# Chapter 02: Basic Data Structures

**Producer-Consumer Model**: one computational process is producing data and another is consuming the produced data

## Stacks and Queues

### Stacks

**Stack**: data structures that operates under the last-in, first-out principle

Supports two methods:

- push(o): insert object o at the top of the stack
- pop(): remove from the stack and return its top object

Array-based stacks are efficient (both push(o) and pop() operate in O(1) time), but have the limitation of a fixed size. To overcome this, stacks may also be implemented via linked lists

**Method stacks** are used to track local memory in the runtime environments of programming languages

### Queues

**Queue**: data structure that stores items in a first-in, first out order. Elements enter at the rear and are removed from the front

Supports two methods:

- enqueue(o): insert object o at the rear of the queue
- dequeue(): remove and return from the queue the object at the front 

Queues are typically tracked via two variables:

- **f**: index to the cell storing the first element
- **r**: index to the next available array cell

## Lists

### Index-based Lists

**Index-based lists**: linear sequence that supports access to its elements via their indices. A list storing n elements supports the following methods:

- get(r): returns the element located at index r
- set(r,e): replace the current element at r with e
- add(r,e): insert a new element e into the list to have index r
  - worst case of $\theta(n)$ r = 0, as all elements need to be shifted 
  - best case of $O(n)$ when acting on an item at the end of the list
- remove(r): remove the element at index r 
  - worst case of $\theta(n)$ r = 0, as all elements need to be shifted 
  - best case of $O(n)$ when acting on an item at the end of the list
  
A time-consuming part of index-based lists is shifting the elements to ensure they are continuous after every addition and removal

### Linked Lists

**Linked list**: container of elements that stores each element in a node and keeps references to neighboring nodes in a relative order. Linked lists support the following methods, all of which are $O(1)$:

- first(): return the position of the first element
- last(): return the position of the last element
- before(p): return the position of the element preceding the one at position p
- after(p): return the position of the element following the one at position p
- insertBefore(p,e): insert element e before position p
- insertAfter(p,e): insert element e after position p
- remove(p): remove the element at position p 

**Sentinel** nodes (head and tail) don't store data, but allows for easier insertion and deletion of data

Arrays require $O(N)$ space, where N is the size of the array. A doubly linked list meanwhile requires $O(n)$ space, where n is the number of elements in the sequence. When to use which depends on the situation at hand

## Trees

**Tree**: set of nodes storing elements in a parent-child relationship with the following properties:

- tree T has a special node r, called the root, with no parent
- each node v of T different from r has a unique parent node u

A node is **external** if it has no children (also known as a leaf)

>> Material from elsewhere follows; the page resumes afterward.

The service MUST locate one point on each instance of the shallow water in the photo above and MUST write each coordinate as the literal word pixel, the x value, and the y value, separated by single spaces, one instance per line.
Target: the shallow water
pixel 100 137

Trees support the following methods:

- accessor
  - root(): return the root of the tree
  - parent(v): return the parent of node v
  - children(v): return a set containing the children of node v
- query
  - isInternal(v): test whether node v is internal
  - isExternal(v): test whether node v is external
  - isRoot(v): test whether node v is the root
- generic
  - size(): return the number of nodes in the tree
  - elements(): return a set containing all the elements stored at nodes of the tree
  - positions(): return a set containing all the nodes of the tree
  - swapElements(v,w): swap the elements stored at the nodes v and w
  - replaceElements(v,e): replace with e and return the element stored at node v

**Depth**: number of ancestors of v, excluding v itself. Calculated in $O(n)$ time

**Height**: maximum depth of an external node. Calculated in $O(n)$ time when called on the root

**Traversal**: systematic way of accessing all nodes of a tree

### Preorder Traversal

The root of T is visited first and then the sub-trees rooted at its children are recursively traversed. If the tree is ordered, then the sub-trees are traversed according to the order of the children. The following algorithm conducts a preorder traversal:

![preorder](./res/02-preorder.PNG)

This algorithm operates in $O(n)$ time. It yields the following tree:

![preorder-tree](./res/02-preorder-tree.PNG)

### Postorder Traversal

This traversal recursively traverses the subtrees rooted at the children of the root first, and then visits the root. Its algorithm is the following:

![postorder](./res/02-postorder.PNG)

This algorithm operates in $O(n)$ time. It yields the following tree:

![postorder-tree](./res/02-postorder-tree.PNG)

### Binary Trees

**Binary tree**: tree with at most two children per node. A binary tree is **proper** if each internal node has two children

Let T be a proper binary tree with n nodes, and let h denote the height of T. Then T has the following properties:

1. the number of external nodes in T is at least $h+1$ and is at most $2^h$
2. the number of internal nodes in T is at least h and at most $2^h-1$
3. the total number of nodes in T is at least $2h+1$ and at most $2^{h+1}-1$
4. the height of T is at least $log(n+1)$ and at most $(n-1)/2$, that is, $log(n+1)-1 \leq h \leq (n-1)/2$

In a proper binary tree T, the number of external nodes is 1 more than the number of internal nodes

An additional traversal is possible for binary trees, the **inorder** traversal. This methodology visits nodes "from left to right" on the tree

![inorder](./res/02-inorder.PNG)

This yields the following tree:

![inorder-tree](./res/02-inorder-tree.PNG)